Houda Eletr, a Nicholson School of Communication and Media graduate who was in the arena and was among those who booed, spoke to Orlando Weekly about what the speech felt like from the seats.

“To stand in front of a graduating class of artists and communicators and discuss Jeff Bezos and Howard Schultz, is to spit on our efforts to flip the script,” Eletr said. He added:

“I’m embarrassed to have had to endure the most embarrassing, unskippable, tone-deaf, ad-like commencement. Boo to AI and boo to your agenda. It will not be the rise of AI that is the next Industrial Revolution; it will be the boo-ers who refuse to take a check from the top 1% to present an empty agenda.”

Eletr called Caulfield a “corporate mouthpiece.” The description reflects something real about the disconnect the video captures, not simply that Caulfield praised AI but that she praised it in the language of investment returns and industrial transformation to an audience that experiences AI primarily as a threat to the thing they trained four years to do.

Reddit users who attended the ceremony echoed the sentiment. One noted that Caulfield had started her speech by praising Jeff Bezos and described it as “a very out-of-touch and controversial topic to speak about.”

Another offered a more optimistic read on the disruption, “I’m glad for the booing. I’m glad she was caught off guard. Hopefully, people in the right places will notice the significance of the response and adjust a few things.”

Software engineer Cabel Sasser, commenting on Bluesky as the video spread, captured the broader significance as precisely as anyone. “This graduation speech moment is notable, and her amazed shock at having failed to read the room feels instructive. When you’re inside the bubble, you think everybody else is. But everybody isn’t.”

The Caulfield Response

Caulfield posted to Instagram after the ceremony, describing it as “an extraordinary evening” and saying she was “humbled” to have spent the night “igniting optimism and potential in our future leaders.”

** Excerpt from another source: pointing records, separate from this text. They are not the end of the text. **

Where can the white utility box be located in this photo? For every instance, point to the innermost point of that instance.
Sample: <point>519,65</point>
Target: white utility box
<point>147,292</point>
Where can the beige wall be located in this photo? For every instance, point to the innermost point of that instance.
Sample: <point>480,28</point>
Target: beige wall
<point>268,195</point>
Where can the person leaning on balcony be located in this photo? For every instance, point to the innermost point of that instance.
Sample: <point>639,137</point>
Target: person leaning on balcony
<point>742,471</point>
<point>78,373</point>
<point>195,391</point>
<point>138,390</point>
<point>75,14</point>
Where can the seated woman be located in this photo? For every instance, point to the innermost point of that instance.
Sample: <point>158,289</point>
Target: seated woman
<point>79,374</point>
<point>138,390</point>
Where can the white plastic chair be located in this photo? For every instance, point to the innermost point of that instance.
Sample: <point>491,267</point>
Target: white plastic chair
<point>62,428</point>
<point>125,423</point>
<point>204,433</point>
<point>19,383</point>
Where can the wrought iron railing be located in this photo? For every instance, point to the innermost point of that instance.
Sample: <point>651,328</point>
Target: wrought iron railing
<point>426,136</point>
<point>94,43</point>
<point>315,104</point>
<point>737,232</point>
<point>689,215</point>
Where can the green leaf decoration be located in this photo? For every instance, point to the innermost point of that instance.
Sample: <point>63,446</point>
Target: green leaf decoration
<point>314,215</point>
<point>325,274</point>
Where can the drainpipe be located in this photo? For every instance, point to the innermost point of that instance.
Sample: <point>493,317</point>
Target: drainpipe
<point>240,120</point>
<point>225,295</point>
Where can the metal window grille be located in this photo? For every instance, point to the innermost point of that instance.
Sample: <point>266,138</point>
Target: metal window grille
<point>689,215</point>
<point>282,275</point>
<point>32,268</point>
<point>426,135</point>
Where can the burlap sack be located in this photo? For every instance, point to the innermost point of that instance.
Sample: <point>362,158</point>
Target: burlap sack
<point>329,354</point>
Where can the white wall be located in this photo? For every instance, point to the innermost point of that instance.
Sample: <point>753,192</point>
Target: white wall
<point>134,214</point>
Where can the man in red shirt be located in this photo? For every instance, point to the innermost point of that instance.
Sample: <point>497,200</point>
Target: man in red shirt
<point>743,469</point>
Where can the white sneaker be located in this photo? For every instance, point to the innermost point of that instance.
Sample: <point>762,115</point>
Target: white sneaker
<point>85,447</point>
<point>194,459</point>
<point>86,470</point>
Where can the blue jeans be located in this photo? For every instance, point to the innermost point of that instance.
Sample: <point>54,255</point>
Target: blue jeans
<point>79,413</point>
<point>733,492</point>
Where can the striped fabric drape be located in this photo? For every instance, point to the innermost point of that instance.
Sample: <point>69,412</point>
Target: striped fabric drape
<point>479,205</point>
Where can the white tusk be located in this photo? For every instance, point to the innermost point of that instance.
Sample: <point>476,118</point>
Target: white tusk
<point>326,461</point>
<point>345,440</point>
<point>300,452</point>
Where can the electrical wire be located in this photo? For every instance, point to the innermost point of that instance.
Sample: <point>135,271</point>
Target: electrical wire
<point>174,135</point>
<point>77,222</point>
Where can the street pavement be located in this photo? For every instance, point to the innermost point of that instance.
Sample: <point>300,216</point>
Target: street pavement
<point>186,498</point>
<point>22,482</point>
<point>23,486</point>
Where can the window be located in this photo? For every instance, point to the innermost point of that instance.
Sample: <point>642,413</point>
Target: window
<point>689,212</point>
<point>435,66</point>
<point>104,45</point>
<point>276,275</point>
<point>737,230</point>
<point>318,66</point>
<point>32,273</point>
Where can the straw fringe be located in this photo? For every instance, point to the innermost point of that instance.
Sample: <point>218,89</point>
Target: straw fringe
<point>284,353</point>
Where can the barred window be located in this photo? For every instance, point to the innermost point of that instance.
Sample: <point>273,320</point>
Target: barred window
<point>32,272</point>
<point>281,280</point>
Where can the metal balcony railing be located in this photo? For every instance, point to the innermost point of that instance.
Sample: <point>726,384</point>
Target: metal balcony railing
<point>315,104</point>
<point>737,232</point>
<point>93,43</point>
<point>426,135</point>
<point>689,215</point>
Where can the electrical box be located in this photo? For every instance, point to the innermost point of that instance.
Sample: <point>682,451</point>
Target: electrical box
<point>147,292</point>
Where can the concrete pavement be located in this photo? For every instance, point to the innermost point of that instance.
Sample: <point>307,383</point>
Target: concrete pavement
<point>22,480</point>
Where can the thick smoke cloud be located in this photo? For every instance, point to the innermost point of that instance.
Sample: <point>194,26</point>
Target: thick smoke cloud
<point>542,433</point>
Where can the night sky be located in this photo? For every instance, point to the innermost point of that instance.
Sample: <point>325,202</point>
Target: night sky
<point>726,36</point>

The description and the video exist side by side as a document of how differently the same event can be understood by its participants.

The contrast being made across social media is the comparison to Nvidia founder Jensen Huang’s commencement speech at Carnegie Mellon University during the same graduation season.

Huang’s address on AI was enthusiastically received. Carnegie Mellon is a STEM school, its graduates are people who build AI systems and who see the technology as expanding their professional value rather than threatening it. The difference in reaction between the two schools’ graduation audiences is not a coincidence.

It is a data point.

UCF has the second-largest public university enrollment in the United States. More than 10,000 students graduated across its Friday and Saturday ceremonies.

The specific college that heard Caulfield’s speech was the arts and humanities college.

The specific moment that went viral was the one in which a real estate executive told them that the technology displacing their industry is actually an opportunity.

She called the boos passion. They were.